Free and Open-Source Mathematics Textbooks - vo2maxer
http://dcernst.github.io/resources/free-and-open-source-textbooks/
======
westurner
This is a good list of books. Unfortunately many of the links are broken?
Probably just my luck, but the first few "with Sage" books I excitedly
selected unfortunately 404'd.
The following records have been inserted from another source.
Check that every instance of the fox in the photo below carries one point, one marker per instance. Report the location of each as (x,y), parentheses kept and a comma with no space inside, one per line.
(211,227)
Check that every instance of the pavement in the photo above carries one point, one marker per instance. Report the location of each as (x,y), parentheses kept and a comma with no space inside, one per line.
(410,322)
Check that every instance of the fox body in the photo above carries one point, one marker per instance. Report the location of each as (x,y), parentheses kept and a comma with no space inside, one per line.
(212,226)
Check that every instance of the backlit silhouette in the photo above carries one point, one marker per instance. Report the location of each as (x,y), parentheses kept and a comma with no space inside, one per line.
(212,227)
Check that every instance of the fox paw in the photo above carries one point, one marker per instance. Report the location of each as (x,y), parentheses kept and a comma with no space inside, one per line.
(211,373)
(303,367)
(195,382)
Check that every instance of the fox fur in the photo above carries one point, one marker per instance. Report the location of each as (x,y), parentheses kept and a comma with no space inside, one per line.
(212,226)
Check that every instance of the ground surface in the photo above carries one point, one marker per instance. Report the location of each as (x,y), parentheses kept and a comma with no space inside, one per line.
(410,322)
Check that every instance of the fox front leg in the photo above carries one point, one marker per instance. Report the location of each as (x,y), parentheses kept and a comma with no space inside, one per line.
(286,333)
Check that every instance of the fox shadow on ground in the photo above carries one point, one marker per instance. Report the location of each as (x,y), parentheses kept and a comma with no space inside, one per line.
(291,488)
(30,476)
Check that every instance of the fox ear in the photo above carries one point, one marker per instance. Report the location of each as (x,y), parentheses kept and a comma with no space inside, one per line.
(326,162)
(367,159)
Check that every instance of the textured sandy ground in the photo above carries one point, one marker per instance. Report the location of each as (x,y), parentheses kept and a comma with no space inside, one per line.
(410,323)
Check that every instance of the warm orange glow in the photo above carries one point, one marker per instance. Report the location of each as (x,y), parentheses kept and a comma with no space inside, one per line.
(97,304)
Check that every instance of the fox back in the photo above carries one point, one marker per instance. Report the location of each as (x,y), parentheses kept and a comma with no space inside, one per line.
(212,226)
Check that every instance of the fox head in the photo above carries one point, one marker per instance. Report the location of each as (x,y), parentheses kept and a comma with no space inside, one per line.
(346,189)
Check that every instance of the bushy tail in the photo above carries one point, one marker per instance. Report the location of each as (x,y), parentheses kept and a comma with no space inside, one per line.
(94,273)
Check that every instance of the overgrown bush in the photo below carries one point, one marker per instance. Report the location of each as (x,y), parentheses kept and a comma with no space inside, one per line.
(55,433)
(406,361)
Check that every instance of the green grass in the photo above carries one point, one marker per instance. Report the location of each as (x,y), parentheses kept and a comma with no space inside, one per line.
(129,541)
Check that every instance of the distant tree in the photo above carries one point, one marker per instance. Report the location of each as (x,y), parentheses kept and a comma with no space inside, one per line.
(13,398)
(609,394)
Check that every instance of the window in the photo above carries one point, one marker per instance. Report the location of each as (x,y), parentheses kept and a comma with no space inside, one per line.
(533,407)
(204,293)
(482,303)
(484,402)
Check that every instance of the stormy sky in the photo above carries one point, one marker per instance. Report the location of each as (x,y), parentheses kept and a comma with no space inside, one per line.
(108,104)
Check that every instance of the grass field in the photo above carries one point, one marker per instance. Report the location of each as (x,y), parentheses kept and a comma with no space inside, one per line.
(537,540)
I'll send an email.

> _Moreover, the American Institute of Mathematics maintains a list of
> approved open-source textbooks.[https://aimath.org/textbooks/approved-
> textbooks/](https://aimath.org/textbooks/approved-textbooks/) _

I also like the (free) Green Tea Press books: Think Stats, Think Bayes, Think
DSP, Think Complexity, Modeling and Simulation in Python, Think Python 2e: How
To Think Like a Computer Scientist
[https://greenteapress.com/wp/](https://greenteapress.com/wp/)

And IDK how many times I've recommended the book for the OCW "Mathematics for
Computer Science" course: [https://ocw.mit.edu/courses/electrical-engineering-
and-compu...](https://ocw.mit.edu/courses/electrical-engineering-and-computer-
science/6-042j-mathematics-for-computer-science-spring-2015/)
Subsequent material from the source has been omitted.